A stack retrieves by last-in, first-out (LIFO) order. Think of a stack of plates: you always take the top one. The operations are push (add to top) and pop (remove from top). Both take O(1) time.
A queue retrieves by first-in, first-out (FIFO) order. Think of a line at a bank: the first person in line is the first served. The operations are enqueue (add to back) and dequeue (remove from front). Both take O(1) time.
Push values into both, then pop/dequeue them. Notice the LIFO vs FIFO difference.
A dictionary is the workhorse of data structures. It stores items so you can find them by key. The three fundamental operations are search, insert, and delete.
Many real problems reduce to dictionary operations. Remove duplicates from a mailing list? Insert each name, searching first to check if it already exists. Find the most frequent word in a document? Use names as keys and counts as values.
The big question is what data structure implements the dictionary. The table below shows the worst-case costs for two simple implementations:
| Operation | Unsorted Array | Sorted Array |
|---|---|---|
| Search | O(n) | O(log n) |
| Insert | O(1) | O(n) |
| Delete | O(1)* | O(n) |
| Min / Max | O(n) | O(1) |
| Successor | O(n) | O(1) |
*Deletion from an unsorted array is O(1) by a clever trick: swap the deleted element with the last element, then decrement the size counter. No shifting needed.
Neither array implementation gives us fast search AND fast insert simultaneously. Binary search trees and hash tables will fix this, as we'll see next.
A binary search tree (BST) is a rooted binary tree where every node satisfies one rule: all keys in the left subtree are smaller, and all keys in the right subtree are larger. This single invariant makes search, insertion, and deletion all O(h), where h is the tree height.
To search for key k: compare with the root.
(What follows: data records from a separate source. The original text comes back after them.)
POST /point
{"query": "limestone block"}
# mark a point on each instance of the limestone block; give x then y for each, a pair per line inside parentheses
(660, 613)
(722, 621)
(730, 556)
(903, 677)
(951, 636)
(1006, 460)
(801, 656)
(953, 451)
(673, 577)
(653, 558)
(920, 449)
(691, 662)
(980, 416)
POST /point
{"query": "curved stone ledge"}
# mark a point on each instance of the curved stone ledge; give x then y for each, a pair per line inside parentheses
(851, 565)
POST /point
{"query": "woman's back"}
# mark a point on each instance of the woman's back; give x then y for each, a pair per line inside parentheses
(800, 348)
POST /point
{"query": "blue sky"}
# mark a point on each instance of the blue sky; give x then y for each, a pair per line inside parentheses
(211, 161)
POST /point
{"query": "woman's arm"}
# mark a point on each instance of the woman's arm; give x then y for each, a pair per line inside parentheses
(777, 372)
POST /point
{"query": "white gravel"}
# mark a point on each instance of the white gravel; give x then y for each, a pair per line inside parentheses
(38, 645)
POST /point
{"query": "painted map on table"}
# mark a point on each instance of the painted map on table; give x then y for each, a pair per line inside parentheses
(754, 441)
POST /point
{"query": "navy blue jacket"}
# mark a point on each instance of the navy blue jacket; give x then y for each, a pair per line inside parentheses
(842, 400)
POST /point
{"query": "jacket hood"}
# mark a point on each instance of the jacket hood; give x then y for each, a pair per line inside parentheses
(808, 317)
If k is smaller, recurse left. If larger, recurse right. If equal, you found it. Each comparison eliminates one subtree.
To insert key k: search for k. When you fall off the tree (reach a null pointer), that's where k belongs. Create a new node there.
To find the minimum: follow left pointers until you can't anymore. The leftmost node holds the smallest key. Maximum is the mirror image -- follow right pointers.
Click "Insert Random" to add nodes. Watch the tree grow. Try "Insert Sorted" to see degeneration.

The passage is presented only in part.